Im moving to Dubai in about 7 weeks and currently looking into the phone situation. I currently have an iPhone and was wondering if there are simcards available which have a data option so i can log onto emails, facebook etc. Anyone know what the best is get to get?

Thanks for your help!


----------



## Ogri750 (Feb 14, 2008)

Etisalat do a pre pay option of AED149 per month for 1Gb of data


----------



## AndreaMarshall (Nov 22, 2010)

How come you suggest Etisalat and not Du? Does Du stink??


----------



## dizzyizzy (Mar 30, 2008)

AndreaMarshall said:


> How come you suggest Etisalat and not Du? Does Du stink??


Du's network signal is still weaker than Etisalat's.
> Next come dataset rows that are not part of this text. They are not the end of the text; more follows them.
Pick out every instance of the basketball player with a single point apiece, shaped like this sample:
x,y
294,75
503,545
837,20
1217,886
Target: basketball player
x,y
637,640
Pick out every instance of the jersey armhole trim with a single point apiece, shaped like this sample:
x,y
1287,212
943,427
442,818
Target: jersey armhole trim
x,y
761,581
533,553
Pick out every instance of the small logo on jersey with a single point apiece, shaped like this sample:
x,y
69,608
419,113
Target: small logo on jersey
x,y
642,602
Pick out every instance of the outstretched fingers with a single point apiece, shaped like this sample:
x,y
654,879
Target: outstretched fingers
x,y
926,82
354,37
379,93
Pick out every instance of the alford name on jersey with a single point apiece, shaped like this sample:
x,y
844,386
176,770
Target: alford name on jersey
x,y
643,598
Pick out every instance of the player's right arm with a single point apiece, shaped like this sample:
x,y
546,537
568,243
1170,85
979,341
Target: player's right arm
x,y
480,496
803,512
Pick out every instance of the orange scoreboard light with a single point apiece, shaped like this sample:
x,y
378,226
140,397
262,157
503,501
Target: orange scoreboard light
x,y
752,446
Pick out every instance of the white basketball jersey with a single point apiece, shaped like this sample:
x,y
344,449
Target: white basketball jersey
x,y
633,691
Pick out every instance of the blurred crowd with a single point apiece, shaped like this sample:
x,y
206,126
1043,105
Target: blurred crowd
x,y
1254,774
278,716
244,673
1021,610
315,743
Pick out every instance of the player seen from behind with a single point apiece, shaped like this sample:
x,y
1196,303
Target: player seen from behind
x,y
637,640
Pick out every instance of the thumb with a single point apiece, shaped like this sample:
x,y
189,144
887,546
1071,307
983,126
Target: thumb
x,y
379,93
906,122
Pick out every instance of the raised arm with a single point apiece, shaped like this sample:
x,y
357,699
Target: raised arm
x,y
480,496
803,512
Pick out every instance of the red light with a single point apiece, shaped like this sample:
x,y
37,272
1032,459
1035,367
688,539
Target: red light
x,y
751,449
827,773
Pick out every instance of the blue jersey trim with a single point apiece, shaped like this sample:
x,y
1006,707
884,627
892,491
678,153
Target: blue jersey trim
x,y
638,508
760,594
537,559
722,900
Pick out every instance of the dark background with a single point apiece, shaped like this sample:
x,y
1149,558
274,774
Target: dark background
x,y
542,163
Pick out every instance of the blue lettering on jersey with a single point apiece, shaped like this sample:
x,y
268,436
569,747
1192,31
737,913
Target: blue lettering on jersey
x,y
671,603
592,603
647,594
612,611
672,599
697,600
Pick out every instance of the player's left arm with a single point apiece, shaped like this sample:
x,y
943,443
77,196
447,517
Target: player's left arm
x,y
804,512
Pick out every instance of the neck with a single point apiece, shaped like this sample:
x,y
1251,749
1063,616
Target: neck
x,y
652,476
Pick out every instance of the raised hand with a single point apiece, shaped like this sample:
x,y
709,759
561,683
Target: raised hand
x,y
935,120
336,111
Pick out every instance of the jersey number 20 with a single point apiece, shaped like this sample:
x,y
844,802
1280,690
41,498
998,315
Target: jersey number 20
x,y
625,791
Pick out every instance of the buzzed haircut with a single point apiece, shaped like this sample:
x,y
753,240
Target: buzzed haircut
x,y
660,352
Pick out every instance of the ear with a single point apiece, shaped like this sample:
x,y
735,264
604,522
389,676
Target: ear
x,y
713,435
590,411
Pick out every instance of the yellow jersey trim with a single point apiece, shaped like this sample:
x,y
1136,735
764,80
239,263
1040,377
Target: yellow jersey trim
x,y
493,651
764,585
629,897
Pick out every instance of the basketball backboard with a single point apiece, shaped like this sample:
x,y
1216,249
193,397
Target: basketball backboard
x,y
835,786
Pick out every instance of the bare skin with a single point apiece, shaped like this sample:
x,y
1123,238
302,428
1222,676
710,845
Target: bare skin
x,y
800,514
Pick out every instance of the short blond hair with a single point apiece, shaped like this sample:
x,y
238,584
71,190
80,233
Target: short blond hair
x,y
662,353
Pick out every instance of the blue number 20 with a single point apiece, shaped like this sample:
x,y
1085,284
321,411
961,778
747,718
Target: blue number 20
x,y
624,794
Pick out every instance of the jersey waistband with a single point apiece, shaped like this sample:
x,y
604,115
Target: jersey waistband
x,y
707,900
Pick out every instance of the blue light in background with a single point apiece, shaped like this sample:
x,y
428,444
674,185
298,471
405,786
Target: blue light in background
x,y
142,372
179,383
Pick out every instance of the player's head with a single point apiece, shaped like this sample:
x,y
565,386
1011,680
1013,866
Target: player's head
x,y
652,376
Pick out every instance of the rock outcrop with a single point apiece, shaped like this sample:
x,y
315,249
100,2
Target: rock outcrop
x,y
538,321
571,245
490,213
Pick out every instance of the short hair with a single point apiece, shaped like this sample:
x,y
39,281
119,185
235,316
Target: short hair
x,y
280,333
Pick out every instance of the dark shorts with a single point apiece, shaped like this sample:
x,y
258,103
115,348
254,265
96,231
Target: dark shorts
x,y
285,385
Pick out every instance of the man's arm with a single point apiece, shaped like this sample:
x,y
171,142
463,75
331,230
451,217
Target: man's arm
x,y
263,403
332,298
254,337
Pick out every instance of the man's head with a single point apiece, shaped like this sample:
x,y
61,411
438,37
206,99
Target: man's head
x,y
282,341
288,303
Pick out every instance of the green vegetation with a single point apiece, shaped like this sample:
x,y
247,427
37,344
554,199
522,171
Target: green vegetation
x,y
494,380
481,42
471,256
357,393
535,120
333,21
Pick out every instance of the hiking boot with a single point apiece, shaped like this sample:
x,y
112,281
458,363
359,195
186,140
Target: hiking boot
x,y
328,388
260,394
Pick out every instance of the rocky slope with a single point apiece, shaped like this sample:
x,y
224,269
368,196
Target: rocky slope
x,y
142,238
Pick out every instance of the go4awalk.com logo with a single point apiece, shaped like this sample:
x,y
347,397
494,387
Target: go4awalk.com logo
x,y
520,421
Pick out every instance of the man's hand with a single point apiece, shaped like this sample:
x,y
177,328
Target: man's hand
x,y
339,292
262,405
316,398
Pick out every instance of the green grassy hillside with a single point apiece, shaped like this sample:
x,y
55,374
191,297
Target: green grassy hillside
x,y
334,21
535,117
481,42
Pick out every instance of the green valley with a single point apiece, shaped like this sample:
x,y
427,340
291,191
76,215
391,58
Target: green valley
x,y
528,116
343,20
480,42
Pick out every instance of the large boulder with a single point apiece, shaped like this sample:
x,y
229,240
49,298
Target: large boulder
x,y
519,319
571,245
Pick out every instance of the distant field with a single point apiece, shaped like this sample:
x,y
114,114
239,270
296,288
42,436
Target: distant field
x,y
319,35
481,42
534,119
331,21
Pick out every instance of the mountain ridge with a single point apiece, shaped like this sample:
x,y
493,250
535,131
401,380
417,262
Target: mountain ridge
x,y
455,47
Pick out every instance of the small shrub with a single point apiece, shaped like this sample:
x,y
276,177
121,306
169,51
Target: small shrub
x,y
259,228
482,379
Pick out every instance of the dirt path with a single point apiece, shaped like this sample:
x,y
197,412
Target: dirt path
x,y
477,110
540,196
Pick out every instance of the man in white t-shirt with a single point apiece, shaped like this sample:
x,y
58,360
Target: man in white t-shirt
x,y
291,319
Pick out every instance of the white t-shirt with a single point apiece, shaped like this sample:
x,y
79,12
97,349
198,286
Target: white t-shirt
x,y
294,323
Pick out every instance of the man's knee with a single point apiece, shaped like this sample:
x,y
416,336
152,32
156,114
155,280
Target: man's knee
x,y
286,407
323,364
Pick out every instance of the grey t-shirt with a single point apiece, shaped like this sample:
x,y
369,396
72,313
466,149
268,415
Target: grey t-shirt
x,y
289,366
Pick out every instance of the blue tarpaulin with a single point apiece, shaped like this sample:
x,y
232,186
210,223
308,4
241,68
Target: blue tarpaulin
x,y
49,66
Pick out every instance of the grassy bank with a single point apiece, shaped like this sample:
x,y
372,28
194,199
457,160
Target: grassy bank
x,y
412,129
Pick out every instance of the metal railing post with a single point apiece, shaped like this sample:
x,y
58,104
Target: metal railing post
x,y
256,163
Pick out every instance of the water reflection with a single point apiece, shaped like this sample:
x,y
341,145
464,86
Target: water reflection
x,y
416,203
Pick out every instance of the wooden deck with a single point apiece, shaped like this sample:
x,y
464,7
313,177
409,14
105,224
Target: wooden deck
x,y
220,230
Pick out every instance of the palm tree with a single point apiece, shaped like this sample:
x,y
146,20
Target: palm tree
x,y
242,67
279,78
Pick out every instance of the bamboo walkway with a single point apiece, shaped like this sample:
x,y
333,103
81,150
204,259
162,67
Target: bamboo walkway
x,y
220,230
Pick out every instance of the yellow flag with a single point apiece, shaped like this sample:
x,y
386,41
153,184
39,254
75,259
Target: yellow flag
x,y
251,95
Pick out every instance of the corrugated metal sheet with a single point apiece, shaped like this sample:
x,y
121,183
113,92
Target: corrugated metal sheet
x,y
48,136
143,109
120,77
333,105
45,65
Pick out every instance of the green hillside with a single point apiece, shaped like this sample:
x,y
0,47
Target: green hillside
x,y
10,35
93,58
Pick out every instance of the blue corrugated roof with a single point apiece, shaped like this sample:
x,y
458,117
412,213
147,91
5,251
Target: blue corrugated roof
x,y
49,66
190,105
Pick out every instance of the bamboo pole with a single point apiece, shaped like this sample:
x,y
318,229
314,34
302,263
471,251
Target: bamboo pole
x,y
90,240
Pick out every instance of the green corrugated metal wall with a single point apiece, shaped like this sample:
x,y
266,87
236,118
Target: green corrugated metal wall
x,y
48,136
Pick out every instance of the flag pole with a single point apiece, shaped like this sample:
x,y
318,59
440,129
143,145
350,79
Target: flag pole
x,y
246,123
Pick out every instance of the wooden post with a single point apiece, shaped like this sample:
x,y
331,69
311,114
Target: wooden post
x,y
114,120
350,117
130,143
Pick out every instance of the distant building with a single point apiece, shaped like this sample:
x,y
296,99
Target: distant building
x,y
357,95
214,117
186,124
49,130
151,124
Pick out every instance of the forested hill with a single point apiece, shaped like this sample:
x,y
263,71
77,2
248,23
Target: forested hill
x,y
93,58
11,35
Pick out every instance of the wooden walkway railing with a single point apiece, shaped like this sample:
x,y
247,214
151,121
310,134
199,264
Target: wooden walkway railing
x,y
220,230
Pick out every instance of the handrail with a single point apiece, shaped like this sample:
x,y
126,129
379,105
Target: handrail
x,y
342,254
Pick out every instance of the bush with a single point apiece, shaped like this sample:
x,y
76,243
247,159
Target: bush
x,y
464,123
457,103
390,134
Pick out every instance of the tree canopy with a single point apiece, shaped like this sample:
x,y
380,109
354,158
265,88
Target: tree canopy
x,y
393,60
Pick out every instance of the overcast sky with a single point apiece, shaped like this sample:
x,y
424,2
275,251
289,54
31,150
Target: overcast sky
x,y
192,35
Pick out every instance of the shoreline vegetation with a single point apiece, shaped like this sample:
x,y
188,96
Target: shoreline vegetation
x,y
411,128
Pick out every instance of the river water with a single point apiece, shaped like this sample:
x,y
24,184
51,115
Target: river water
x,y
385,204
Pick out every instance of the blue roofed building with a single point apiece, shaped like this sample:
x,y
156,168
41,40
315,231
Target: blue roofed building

For internet they're pretty much the same.


----------



## Jumeirah Jim (Jan 24, 2011)

Du's pre paid internet packages were cheaper than Etisalat's last time I looked. For AED 100 per month I get all the data I need for my iPhone. Sounds like Etisalat is AED 49 but Etisalat's call quality is much better than Du's.


----------



## jayomcd (May 21, 2010)

Are there jst 2 mobile phone networks to chose from?


----------



## Ogri750 (Feb 14, 2008)

Yep, 2. That's it


----------



## Ogri750 (Feb 14, 2008)

AndreaMarshall said:


> How come you suggest Etisalat and not Du? Does Du stink??


Because my wife has the Etisalat package, hence I knew the price :eyebrows:


----------